Quan Hui, Luo Xiaohui, Capizzi Tom
Clinical Biostatistics and Research Decision Sciences, Merck Research Laboratories, RY34-A320, 126 E. Lincoln Ave., Rahway, NJ 07065-0914, USA.
Stat Med. 2005 Jul 30;24(14):2151-70. doi: 10.1002/sim.2101.
Frequently, multiple doses of an active treatment and multiple endpoints are simultaneously considered in the designs of clinical trials. For these trials, traditional multiplicity adjustment procedures such as Bonferroni, Hochberg and Hommel procedures can be applied when treating the comparisons of different doses to the control on all endpoints at the same level. However, these approaches will not take into account the possible dose-response relationship on each endpoint, and therefore are less specific and may have lower power. To gain power, in this paper, we consider the problem as a two-dimensional multiplicity problem: one dimension concerns the multiple doses and the other dimension concerns the multiple endpoints. We propose procedures which consider the dose order to form the closure of the procedures and control the family-wise type I error rate in a strong sense. For this two-dimensional problem, numerical examples show that procedures proposed in this paper in general have higher power than the commonly used procedures (e.g. the regular Hochberg procedure) especially for comparing the higher dose to the control.

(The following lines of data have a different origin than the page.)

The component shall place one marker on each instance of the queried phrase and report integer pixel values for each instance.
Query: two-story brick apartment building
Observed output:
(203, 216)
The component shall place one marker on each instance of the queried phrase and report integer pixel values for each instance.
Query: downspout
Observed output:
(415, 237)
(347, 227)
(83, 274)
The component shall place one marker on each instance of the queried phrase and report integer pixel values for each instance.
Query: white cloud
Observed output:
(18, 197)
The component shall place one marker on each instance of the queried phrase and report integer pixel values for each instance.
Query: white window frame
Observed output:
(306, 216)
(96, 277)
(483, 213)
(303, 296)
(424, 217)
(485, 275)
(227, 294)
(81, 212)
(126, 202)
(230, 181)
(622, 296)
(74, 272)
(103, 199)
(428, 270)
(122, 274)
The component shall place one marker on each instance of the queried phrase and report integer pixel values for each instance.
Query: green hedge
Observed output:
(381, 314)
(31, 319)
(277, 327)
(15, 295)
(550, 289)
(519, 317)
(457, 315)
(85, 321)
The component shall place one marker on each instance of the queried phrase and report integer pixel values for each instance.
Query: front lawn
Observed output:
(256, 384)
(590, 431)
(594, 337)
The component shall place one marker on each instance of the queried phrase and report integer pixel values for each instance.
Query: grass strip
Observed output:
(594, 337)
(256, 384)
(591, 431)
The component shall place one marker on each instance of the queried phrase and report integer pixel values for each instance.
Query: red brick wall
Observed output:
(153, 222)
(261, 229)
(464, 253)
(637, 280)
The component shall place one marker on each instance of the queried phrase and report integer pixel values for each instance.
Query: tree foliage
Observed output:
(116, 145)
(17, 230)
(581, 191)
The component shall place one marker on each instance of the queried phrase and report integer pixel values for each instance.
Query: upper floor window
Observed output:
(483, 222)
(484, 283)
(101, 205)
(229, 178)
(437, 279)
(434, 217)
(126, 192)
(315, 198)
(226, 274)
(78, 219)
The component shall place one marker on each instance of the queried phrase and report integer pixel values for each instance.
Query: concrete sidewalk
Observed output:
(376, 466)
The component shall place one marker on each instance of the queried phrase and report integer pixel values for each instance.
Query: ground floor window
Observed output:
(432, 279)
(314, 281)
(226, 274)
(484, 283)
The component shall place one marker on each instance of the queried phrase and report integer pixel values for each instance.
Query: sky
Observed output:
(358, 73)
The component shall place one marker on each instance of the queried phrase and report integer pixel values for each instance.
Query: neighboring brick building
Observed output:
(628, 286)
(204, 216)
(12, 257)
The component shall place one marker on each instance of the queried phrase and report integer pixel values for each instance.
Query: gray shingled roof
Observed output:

在临床试验设计中,通常会同时考虑活性治疗的多个剂量和多个终点。对于这些试验,在将不同剂量与所有终点的对照进行比较时,若将其视为同一水平,可应用传统的多重性调整程序,如邦费罗尼、霍赫贝格和霍梅尔程序。然而,这些方法不会考虑每个终点上可能存在的剂量反应关系,因此特异性较低,功效可能也较低。为了提高功效,在本文中,我们将该问题视为二维多重性问题:一个维度涉及多个剂量,另一个维度涉及多个终点。我们提出了一些程序,这些程序考虑剂量顺序以形成程序的闭包,并在强意义上控制族系I型错误率。对于这个二维问题,数值示例表明,本文提出的程序通常比常用程序(如常规霍赫贝格程序)具有更高的功效,特别是在将高剂量与对照进行比较时。